His comments came after the BoE’s September policy statement said Britain’s consumer price inflation rate is likely to exceed 4% – more than double the BoE’s target – and the case for the first interest rate hike since the coronavirus pandemic strengthened. .

Pill said the risks to the central bank’s economic and inflation forecasts were “again clearly being two-sided” after the economy shrank by about 10% in 2020 due to the pandemic, but the BoE raised rates sharply. There was no possibility.

“I expect interest rates to remain relatively low for years to come, even as the impact of the COVID-19 pandemic looms large,” he said.

The former Goldman Sachs economist also said that negative interest rates – now part of the BoE’s arsenal – are “both possible and likely to ease monetary conditions” but they were no panacea and they were likely limited to 50% of the additional reduction. Or 100 basis points. Bank rate.

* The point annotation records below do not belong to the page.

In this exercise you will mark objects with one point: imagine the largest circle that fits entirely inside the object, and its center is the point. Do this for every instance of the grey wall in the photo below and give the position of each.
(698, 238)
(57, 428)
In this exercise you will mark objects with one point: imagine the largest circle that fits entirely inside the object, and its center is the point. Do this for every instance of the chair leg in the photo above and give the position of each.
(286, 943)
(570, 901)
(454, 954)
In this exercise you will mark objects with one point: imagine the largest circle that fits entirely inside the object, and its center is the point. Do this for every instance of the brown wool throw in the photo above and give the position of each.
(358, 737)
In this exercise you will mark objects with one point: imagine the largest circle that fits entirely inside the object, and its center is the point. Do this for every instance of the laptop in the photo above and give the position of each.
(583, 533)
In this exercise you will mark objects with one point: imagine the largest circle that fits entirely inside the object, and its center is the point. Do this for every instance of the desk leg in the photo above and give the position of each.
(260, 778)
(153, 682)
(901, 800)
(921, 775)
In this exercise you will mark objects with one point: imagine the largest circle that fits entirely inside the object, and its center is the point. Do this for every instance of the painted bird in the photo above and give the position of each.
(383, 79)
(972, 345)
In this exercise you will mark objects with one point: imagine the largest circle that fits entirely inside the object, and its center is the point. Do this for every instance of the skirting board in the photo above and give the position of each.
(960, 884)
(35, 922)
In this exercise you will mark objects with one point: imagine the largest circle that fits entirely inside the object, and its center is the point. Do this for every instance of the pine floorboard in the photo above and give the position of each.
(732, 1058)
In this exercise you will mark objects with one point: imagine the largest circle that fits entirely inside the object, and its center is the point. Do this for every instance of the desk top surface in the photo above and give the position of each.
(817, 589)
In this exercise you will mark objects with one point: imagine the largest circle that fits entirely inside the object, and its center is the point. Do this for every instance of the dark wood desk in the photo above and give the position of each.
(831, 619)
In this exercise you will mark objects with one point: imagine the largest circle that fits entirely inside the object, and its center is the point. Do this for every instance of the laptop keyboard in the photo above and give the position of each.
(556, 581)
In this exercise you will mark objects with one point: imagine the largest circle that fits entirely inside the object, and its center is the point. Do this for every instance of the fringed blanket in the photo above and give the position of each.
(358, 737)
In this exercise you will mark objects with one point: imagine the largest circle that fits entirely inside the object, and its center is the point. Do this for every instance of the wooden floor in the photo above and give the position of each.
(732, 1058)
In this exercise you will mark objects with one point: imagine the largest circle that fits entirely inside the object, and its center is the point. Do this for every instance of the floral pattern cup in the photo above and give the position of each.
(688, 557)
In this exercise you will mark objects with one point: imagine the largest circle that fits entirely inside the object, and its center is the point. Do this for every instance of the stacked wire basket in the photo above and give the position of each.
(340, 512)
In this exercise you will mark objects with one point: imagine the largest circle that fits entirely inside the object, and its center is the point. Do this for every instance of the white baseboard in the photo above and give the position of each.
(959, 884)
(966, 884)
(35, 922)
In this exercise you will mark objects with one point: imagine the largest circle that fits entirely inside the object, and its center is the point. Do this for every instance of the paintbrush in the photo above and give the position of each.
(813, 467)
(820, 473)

Earlier on Thursday, a BoE survey showed that British companies had raised their inflation expectations.

The BoE said year-ahead annual price inflation was expected to be 3.5% in the three months to September 2022, up from 3.2% in the August survey.

The survey of nearly 2,900 businesses, conducted between 3 September and 17 September, before the recent surge in energy prices and increasing supply and staff shortages has led some private economists to say that the UK The consumer price inflation rate of 5% will be affected.